I'm not wimpish when it comes to my literature, though. I love ruthless books, books that go places, sometimes deep and dark, sometimes extreme. They aren't frigid, these books. They don't employ restraint or propriety. They often disturb, chill, shock. They make my heart seize up a little, and I breathe, "YES" on the shaky exhale.
But this book.
It made me feel physically ill. It reminded me of the wimp I am when I'm in a hospital. Of how when I see blood, the edges become black as my consciousness threatens to slip away. The violence in this book forced me regularly to turn from the pages for a reprieve.
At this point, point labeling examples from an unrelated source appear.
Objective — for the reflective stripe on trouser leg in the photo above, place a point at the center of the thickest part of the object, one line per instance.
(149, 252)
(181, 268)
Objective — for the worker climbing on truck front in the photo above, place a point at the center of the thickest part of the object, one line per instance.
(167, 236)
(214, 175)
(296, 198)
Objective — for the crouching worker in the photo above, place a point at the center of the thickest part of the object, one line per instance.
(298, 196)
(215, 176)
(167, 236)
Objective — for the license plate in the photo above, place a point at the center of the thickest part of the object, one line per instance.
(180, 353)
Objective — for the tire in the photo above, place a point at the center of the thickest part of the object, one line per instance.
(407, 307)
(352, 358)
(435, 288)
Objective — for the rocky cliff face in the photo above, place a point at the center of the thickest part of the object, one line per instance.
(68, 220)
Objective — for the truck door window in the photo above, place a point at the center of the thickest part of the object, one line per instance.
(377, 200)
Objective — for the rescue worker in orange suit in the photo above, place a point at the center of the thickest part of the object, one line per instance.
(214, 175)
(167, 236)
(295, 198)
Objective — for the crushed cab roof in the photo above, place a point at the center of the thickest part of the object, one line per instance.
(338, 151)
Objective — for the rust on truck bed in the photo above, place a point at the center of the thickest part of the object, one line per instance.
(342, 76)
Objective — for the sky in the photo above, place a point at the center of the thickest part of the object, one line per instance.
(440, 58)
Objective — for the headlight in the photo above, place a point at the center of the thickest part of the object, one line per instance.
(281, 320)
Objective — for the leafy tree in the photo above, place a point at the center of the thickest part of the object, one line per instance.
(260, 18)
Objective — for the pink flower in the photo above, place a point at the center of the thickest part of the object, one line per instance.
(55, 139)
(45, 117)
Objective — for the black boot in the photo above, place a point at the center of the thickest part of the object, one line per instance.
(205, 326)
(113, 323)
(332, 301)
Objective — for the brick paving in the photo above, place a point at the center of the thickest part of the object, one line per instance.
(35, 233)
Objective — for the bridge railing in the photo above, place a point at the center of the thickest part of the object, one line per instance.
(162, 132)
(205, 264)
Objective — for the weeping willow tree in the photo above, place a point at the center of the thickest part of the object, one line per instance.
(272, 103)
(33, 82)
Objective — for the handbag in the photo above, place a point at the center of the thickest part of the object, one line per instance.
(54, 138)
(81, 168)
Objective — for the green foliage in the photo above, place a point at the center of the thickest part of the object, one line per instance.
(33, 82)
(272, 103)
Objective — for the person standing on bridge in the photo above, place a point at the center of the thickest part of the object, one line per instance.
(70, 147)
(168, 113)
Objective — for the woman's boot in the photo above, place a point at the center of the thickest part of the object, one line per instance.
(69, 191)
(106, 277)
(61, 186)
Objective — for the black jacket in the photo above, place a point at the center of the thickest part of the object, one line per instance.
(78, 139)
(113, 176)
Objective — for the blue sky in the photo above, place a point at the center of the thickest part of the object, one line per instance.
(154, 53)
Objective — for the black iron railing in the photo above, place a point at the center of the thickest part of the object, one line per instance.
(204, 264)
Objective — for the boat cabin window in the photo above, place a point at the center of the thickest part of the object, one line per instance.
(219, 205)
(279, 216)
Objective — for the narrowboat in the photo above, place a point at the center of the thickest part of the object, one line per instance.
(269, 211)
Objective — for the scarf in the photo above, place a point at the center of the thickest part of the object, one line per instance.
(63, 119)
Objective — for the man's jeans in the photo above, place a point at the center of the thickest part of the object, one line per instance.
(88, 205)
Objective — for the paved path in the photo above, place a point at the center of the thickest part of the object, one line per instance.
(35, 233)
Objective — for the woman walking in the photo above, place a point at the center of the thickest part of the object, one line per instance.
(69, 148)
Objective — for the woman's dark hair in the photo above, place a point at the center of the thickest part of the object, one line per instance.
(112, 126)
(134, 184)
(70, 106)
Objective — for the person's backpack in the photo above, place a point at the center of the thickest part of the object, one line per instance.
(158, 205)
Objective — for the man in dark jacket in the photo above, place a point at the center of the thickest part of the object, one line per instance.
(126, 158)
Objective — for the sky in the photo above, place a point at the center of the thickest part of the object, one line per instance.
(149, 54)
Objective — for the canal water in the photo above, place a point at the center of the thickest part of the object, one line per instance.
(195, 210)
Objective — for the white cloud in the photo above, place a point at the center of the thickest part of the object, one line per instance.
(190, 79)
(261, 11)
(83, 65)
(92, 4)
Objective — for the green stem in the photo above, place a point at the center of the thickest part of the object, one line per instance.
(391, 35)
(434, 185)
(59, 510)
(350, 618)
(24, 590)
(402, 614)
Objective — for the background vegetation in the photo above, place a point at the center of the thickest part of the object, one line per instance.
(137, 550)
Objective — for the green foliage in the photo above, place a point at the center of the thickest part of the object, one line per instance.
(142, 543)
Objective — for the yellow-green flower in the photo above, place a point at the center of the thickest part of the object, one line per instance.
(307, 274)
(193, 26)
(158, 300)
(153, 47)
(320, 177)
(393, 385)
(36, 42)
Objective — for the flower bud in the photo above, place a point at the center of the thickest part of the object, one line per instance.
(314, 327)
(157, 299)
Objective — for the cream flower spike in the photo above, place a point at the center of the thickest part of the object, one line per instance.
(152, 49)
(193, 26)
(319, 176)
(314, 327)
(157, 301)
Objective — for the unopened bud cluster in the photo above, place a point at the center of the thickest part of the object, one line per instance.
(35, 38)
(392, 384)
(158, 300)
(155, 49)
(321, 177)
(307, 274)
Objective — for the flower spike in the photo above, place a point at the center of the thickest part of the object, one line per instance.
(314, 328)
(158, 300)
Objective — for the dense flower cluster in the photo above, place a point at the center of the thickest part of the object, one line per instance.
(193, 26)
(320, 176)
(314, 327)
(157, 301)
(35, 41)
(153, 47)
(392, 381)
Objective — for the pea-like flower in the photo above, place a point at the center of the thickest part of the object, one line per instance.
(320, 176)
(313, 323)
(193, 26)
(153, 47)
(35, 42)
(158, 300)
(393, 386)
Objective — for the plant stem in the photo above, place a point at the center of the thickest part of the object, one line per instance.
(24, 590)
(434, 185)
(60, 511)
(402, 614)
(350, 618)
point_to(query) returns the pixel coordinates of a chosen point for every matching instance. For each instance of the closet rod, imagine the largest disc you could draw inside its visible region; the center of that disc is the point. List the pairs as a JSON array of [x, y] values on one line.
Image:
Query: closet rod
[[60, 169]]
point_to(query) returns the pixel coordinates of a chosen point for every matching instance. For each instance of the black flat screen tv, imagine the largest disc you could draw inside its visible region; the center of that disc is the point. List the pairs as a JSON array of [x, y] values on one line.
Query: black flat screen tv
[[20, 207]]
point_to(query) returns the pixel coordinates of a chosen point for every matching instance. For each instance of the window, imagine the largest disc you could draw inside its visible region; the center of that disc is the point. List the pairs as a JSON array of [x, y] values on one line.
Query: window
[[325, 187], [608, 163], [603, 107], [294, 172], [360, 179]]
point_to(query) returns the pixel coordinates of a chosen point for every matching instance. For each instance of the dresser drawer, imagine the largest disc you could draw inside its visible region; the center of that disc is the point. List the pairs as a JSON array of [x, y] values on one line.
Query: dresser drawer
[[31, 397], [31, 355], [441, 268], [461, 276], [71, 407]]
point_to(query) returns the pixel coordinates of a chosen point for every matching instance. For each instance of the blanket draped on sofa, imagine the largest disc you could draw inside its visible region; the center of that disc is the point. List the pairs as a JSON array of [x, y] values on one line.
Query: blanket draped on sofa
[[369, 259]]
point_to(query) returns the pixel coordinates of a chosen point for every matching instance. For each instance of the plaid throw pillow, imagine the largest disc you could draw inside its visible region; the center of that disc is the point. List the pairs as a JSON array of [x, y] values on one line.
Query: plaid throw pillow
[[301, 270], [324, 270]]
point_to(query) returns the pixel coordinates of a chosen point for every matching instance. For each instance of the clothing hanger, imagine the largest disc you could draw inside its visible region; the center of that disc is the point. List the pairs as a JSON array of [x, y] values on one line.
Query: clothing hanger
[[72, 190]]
But then I returned....
I have to laugh at myself. What did I expect, anyway? The book's back cover explains that the main character has a visceral desire to stab his sleeping infant with an ice pick! Thankfully, he doesn't do it, but his way of avoiding it puts him in a completely different situation. A situation with an S&M prostitute who is every bit as psychologically scarred as he is, and who desires to receive and inflict pain as much as he does. It is terrifying to see the extreme effects of their childhood trauma. It scared the shit out of me.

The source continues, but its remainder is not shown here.